"The numbers say our leaders have a lot of explaining to do. Numbers do not lie — and cannot be disputed by trolls."
Kenneth Abante, Jahleel-AN Burao, and John Michael Lava are volunteers of the Citizens’ Budget Tracker. A few weeks ago, they released their analysis of the financial statements of Pharmally Pharmaceutical Corporation – that well-connected company established in 2019 with so little capitalization that cornered billions of pesos in pandemic-related government contracts. They detailed five high-risk findings and one moderate-risk finding after looking at the Pharmally numbers obtained through the Securities and Exchange Commission.
Earlier on, their group of volunteers looked at 581 government contracts, using procurement data available at the Government Procurement Policy Board website, amounting to P20 billion. The contracts were awarded between March and early August last year – the early days of the pandemic.
Their shocking but not surprising conclusion: Pharmally is not the only lucky one.
A post on the Facebook page of the Right to Know Right Now Coalition, the group who helped CBT publish its analysis, shows a list of 19 other companies who cornered some of the juiciest deals during this difficult time (https://www.facebook.com/R2KRN/photos/pcb.373999967586820/373997224253761.
“It is important to situate Pharmally as just one of many contractors. It may be at the top, but what we are seeing now is part of a larger pattern. It’s not just Pharmally that had these types of prices. And all of that information is publicly available, online,” Abante says.
Lava says the problem has its roots in the weak control environment among procuring entities. Now, even more so. “During a pandemic, when there is disruption to processes, organizations are more susceptible to internal control deficiencies, fraud or error. There is a higher chance that some people would circumvent key controls that were designed to mitigate the risk.”
Burao adds: “It’s true, you are in an emergency. But there is some window where you could still do a reasonable amount of due diligence. It does not take a lot of time to make sure that the companies we are transacting with, using people’s money, are capable of delivering to the public. In other words, pwedeng maging mabilis pero hindi kailangan magmadali.”
Ultimately, the solution to this ill lies on the leaders who are accountable to the people.
“We should look at appointments to key agencies that have such a huge decision making power over billions of pesos,” Burao says, saying that it is the appointing authority who bears that burden. “There are political appointees, not career civil servants, who are in charge of so much money but no one is really cross checking their capability to assume that position – they only do that for secretaries, not undersecretaries. There should be more scrutiny.”

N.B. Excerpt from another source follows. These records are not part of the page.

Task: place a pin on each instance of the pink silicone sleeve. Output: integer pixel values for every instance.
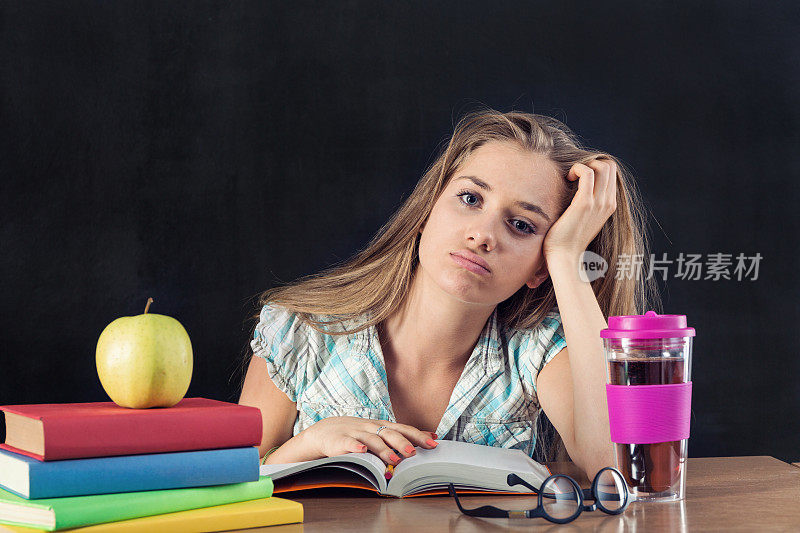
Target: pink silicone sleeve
(646, 414)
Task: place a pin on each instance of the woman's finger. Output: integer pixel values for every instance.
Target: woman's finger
(585, 176)
(608, 167)
(415, 436)
(398, 441)
(601, 178)
(378, 446)
(352, 445)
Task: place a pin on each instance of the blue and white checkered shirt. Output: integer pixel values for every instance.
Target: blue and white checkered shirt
(494, 402)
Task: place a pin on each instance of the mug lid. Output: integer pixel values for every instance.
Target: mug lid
(650, 325)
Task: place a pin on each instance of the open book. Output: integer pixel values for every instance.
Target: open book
(467, 466)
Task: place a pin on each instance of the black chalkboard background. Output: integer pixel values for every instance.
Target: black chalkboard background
(198, 152)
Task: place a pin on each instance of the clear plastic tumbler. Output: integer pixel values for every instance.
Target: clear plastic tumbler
(649, 390)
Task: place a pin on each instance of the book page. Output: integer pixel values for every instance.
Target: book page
(366, 465)
(463, 463)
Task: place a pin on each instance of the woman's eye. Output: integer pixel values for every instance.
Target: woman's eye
(519, 225)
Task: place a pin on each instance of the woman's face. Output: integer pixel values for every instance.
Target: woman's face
(479, 212)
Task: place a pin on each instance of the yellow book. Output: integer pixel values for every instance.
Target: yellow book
(241, 515)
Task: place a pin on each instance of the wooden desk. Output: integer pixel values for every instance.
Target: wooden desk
(722, 494)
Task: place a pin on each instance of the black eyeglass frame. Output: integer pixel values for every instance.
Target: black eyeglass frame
(490, 511)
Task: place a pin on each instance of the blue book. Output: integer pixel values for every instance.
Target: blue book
(33, 479)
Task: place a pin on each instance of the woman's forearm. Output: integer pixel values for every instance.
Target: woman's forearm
(294, 450)
(582, 320)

It’s also a fairness and competence issue, she adds. Career servants give so many years of their lives to understand the system. When you replace them with political appointees, you slow down the bureaucracy. “It will result in chaos because they don’t have a deeper appreciation of the agencies and processes and how they work.”
Abante, who has been working with government data for more than a year, has been able to see the gaps in the procurement system that makes it easy for dishonest officials to cheat people out of the taxes they pay. Sure, some procurements are uploaded to the site, but their descriptions could be so general and so vague that it is difficult to compare one item with another.

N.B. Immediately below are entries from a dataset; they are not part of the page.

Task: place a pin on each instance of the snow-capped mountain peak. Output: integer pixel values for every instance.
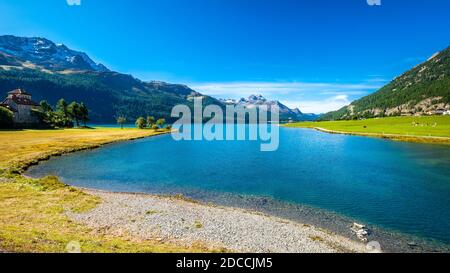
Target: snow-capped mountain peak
(47, 54)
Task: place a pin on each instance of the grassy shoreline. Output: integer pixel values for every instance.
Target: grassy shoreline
(46, 216)
(432, 130)
(33, 212)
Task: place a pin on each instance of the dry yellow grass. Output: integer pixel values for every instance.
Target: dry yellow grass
(33, 211)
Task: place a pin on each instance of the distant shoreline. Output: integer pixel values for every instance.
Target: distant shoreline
(396, 137)
(399, 124)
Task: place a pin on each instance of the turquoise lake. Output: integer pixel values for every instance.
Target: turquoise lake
(399, 186)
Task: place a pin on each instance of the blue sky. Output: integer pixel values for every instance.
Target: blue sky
(315, 54)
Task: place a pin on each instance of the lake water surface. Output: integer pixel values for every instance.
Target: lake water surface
(399, 186)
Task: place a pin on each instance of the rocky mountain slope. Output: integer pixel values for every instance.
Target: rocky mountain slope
(423, 90)
(50, 72)
(286, 114)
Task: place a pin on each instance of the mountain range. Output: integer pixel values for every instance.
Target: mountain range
(423, 90)
(52, 71)
(286, 114)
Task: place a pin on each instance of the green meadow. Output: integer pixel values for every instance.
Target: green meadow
(427, 128)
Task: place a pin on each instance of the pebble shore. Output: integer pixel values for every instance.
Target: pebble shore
(185, 222)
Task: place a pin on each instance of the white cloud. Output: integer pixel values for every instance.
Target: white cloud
(73, 2)
(239, 89)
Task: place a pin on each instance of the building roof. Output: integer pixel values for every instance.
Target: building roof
(19, 91)
(19, 101)
(9, 107)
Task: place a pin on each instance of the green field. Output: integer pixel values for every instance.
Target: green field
(429, 129)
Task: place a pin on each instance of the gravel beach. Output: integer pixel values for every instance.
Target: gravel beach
(184, 222)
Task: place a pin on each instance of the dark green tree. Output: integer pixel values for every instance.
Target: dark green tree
(160, 123)
(84, 113)
(150, 121)
(6, 118)
(74, 112)
(141, 123)
(121, 121)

But people do not need to wait a full year to find out that items had been bought for obscene prices. “As soon as a new contract is uploaded in GPPB, citizens can look at each line item, compare it with a continuously updating database, and look at the risks. The task is technical and meticulous, but it can be learned, can be done, and can be distributed among volunteers,” he says.
“We can do it in a scientific way; we have the technicals down pat. We developed that process in an open community.”
Abante goes on about the possibilities. “Imagine a procurement-watching civil society space that watches receipts as much as election integrity movements watch the sanctity of the ballot. It’s hard but meaningful work. Imagine the power of having better-specified contracts and having a system of appeals. Citizens would know if this was what we really paid for. With the current database, we cannot know that, but it could be a very powerful movement if it is coordinated better.”
Burao says they tried to present findings in an objective and factual way. “Our tone is curious, not accusatory or speculative. We want to understand. Here is what we see and we are concerned.” They also want to give the public object data to react to. “Emotions are running high, and at the very least we can use our skills as professionals. We can provide people with something true. If they want to express strong feelings, these would be based on fact and not on misinformation, disinformation and crazy speculation.”
“There are red flags [in Pharmally’s financial statements]. The numbers say so – our leaders really have some explaining to do,” Burao adds.
Lava says that by sticking to pure numbers, they make themselves difficult to troll. The objective reports cannot be attacked by the usual suspects, who mostly employ loud and incendiary verbal tirades with practically no basis. “Accountants are not usually noisy, we just let the numbers tell the story. This is our opportunity to carry out our role.”
There has been one controversy after another during this very difficult time. I wonder: If these red flags — and the subsequent gaslighting responses to legitimate questions — are not enough to make us indignant, what would?